ETL to QE, Update 13, Redefining Project Scope

Date: 2023-10-19

See Discord Binding for project context

It has become clear producing these graph's from the discord data does not produce very meaningful intelligence. Part of the problem is that I am doing a very good job communicating my results and what they represent but another side of the problem is that the current analysis of the data only hints at the top of the ice burg.

Reviewing Roadmap - Dentropy Daemon

As a reminder the plan has 4 steps,

  1. Discord Analytics Reports and Dashboard
  2. Graph Based Annotation on Top of Discord Data
  3. Allow for Generalized Questioning and add Additional Data Sources
  4. Proof of Meme Micro Bounty Platform

I am still stuck on the second part of step one the dashboard. Through the process of producing these updates I have learned the importance of clearly articulating, interrogating, what I want to build. Simple questions like, who is the dashboard for, what problem does it solve, and what are the different component parts should all be answered. I will come back to this new intuition later.

Namespace Knowledge Sachems

Today while reviewing Roadmap - Dentropy Daemon I came up with a vision for step 2, Graph Based Annotation on Top of Discord Data. I realize that just labelling stuff all willy nilly is not going to get me anywhere. Different people are going to use the same labels for different things and a lot of context if to understand exactly what a label represents.

This problem got me thinking. What if we use common datasets that everyone is familiar with and have them accessible to the user as separate name spaces. For example when someone mentions a crypto currency in a discord message that message can be linked to the wikipedia article of said crypto currency. All of english wikipedia has only about 6 million articles, storing only the names of the articles in a database will not be difficult. Similar name spaces could be claimed for sites such as IMDB, Goodreads, and even Steam - Software. I documented a list of different types of data and datasets in Namespace Knowledge Schemas.

HPI - Human Programmable Interface

I came up with an interesting question to ask myself, What kind of interface would someone use to understand and program me? At this point I have been talking for years about putting all data an individual uses into a single sovereign API that the individual can control. It is a nice talking point but it is too abstract to be actioned upon. There is no form to this idea. But when asking What kind of interface would someone use to understand and program me? I am presented with a constraint that forces the abstract idea of a sovereign API for all data an individual has ever generated to have a form.

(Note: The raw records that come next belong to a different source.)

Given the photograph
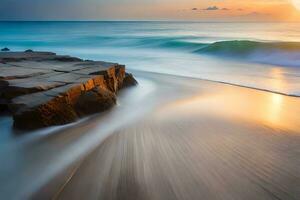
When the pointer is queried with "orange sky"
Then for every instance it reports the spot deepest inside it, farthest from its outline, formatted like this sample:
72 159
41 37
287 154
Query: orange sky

I now have to ask myself, if someone had access to all my emails what would they look for in order to get to know me? What kind of analysis on all my direct messages could produce meaningful insights? What does ones location history say about a person? All this data is useless without the questions that are required to give it context. I should be spending more time and energy trying to ask Concepts/List/Clear Questions of Value rather than trying to produce pretty graphs.